On August 4, 2005, the Tłįchǫ Agreement came into effect. As a result of this accord, Canada ceded rights relating to land and resources back to the Tłįchǫ government and promised that henceforth Canada would recognize the Tłįchǫ’s right to self-govern. Pulling from her time working in the Tłįchǫ community of Wekweètì, in the Northwest Territories, Montreal author Nadine Neema sets this middle-grade diary novel in the lead-up to the agreement’s ratification.
Julia – called Jules – moved to Wekweètì when her mother got a job working as the community administrator. Jules and her mom, who are non-Indigenous, find a home and new family in Wekweètì. Jules refers to her friend’s grandparents as her own and mourns the recent loss of close family friend Uncle Joe, who was like a father to her. To help Jules heal, her mother decides the girl should participate in the community’s annual canoe trip to Behchokǫ and gives her a journal to keep during her travels.

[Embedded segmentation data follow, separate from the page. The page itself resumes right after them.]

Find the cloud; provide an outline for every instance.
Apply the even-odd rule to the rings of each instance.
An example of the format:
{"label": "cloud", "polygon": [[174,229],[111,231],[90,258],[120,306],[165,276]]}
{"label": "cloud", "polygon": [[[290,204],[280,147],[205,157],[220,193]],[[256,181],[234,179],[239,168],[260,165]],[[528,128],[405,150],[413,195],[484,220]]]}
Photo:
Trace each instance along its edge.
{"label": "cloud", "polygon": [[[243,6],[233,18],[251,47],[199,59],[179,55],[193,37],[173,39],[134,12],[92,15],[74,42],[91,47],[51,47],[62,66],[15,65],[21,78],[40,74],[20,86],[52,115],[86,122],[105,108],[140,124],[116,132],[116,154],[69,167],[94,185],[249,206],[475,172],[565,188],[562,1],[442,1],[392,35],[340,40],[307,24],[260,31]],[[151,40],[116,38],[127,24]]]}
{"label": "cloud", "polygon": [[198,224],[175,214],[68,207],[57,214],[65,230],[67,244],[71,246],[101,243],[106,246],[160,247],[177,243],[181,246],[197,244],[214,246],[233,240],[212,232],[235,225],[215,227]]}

Jules’s voice, as cast in her journal entries, favours simplistic descriptions and a straightforward narration of events. This is paired with evocative illustrations by Tłįchǫ artist Archie Beaverho. The novel encompasses the daily events of her journey, with an emphasis on end-of-day activities such as playing with her friends once they make camp or listening to the Elders tell stories. The Elders serve as a way for Neema to weave information about the Tłįchǫ Agreement (which the characters are on their way to celebrate) into the book, while Jules wrestles with her grief over Uncle Joe.
At times, the epistolary nature of the novel works against it. Jules’s grief is not explored in depth and little of her inner life makes it onto the page. Similarly, Jules’s ignorance about the agreement allows her to serve as a surrogate for non-Tłįchǫ readers but also necessitates a lack of complexity in the Elders’ explanations. This makes the absence of backmatter or suggestions for further reading feel like a missed opportunity.
Journal of a Travelling Girl serves as an introduction to modern land claim and self-government negotiations for a young audience through the lens of a narrator their own age. Equally important, it offers readers insight into a momentous part of both Tłįchǫ and Canadian history.